Dans Montesquieu aussi se rencontre cette opinion que la démocratie peut, en certains cas et avec certaines précautions, sinon égaliser, du moins régler ou régulariser les fortunes par des lois somptuaires[1], — Rousseau ajoute, à l’imitation de l’antiquité : par l’impôt progressif, par la confiscation légale[2] ; — mais ce qui n’est pas dans l’Esprit des Lois et ce qui est ici, c’est la glorification, toute plébéienne, de l’œuvre des mains, du travail manuel, du métier.

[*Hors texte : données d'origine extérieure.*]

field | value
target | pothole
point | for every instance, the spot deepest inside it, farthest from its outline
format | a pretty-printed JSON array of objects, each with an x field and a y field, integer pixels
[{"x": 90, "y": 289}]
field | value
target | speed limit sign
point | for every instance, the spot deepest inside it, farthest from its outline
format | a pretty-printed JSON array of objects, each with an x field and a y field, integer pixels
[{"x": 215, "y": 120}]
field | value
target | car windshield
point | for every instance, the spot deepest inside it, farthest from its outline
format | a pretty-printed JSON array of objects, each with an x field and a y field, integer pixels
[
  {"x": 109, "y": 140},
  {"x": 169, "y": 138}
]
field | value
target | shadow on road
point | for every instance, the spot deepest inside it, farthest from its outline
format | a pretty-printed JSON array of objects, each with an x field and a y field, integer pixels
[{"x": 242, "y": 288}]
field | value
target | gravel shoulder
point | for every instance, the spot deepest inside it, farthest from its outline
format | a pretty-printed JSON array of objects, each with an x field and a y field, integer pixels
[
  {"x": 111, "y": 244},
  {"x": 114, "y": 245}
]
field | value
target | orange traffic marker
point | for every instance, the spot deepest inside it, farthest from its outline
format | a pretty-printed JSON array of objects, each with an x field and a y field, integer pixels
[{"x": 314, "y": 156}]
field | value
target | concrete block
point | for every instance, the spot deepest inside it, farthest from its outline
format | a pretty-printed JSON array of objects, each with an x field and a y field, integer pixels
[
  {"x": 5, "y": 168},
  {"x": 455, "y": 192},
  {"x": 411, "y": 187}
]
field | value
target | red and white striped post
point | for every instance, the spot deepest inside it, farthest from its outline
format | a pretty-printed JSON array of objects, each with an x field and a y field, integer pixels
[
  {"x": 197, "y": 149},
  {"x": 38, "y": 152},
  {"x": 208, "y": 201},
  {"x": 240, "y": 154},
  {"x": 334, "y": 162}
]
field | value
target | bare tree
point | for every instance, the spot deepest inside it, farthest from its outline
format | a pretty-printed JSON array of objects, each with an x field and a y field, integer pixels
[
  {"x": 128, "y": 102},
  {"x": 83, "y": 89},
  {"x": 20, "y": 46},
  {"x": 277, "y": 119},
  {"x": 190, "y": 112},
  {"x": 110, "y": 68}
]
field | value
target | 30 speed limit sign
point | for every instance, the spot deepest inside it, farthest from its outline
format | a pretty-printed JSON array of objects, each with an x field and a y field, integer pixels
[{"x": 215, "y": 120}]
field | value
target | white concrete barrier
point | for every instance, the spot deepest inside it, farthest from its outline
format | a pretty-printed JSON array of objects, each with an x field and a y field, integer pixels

Montesquieu voulait anoblir le travail ou plutôt le commerce qui réussit ; pour Rousseau, tout travail, tout métier est noble par lui-même et sans anoblissement : « Souvenez-vous que ce n’est point un talent que je vous demande ; c’est un métier, un vrai métier, un art purement mécanique, où les mains travaillent plus que la tête, et qui ne mène point à la fortune, mais avec lequel on peut s’en passer. » Tout métier donc est noble, s’il est « honnête ; » et il est « honnête, » dès qu’il est « utile. » Que Jean-Jacques s’égaie ensuite ou se livre sérieusement à un petit jeu de classification et de hiérarchie des professions, écartant celles « de brodeur, de doreur et de vernisseur, » aimant mieux qu’Emile « soit cordonnier que poète » et « qu’il pave les grands chemins que de faire des fleurs de porcelaine ; » qu’il mette plus bas que tout « les professions oiseuses, futiles, ou sujettes à la mode, telles, par exemple, que celle de perruquier, qui n’est jamais nécessaire, et qui peut devenir inutile d’un jour à l’autre, tant que la nature ne se rebutera pas de nous donner des cheveux, » ou bien « la couture et les métiers à l’aiguille, qu’il est d’avis de ne permettre » qu’aux femmes ou aux boiteux, réduits à s’occuper comme elles ; » que même il pousse à cet égard sa sévérité un peu étrange jusqu’à prononcer : « s’il faut absolument de vrais eunuques, qu’on réduise à cet état les hommes qui déshonorent leur sexe en prenant des emplois qui ne lui conviennent pas ; » — ce petit jeu n’est qu’un petit jeu ; d’autres, comme Locke, je crois, s’y sont

  1. Esprit des Lois, liv. VII, chap. II. Des lois somptuaires dans la démocratie.
  2. Voyez J. -G. Bouctot, ouv. cit., t. I, p. 20.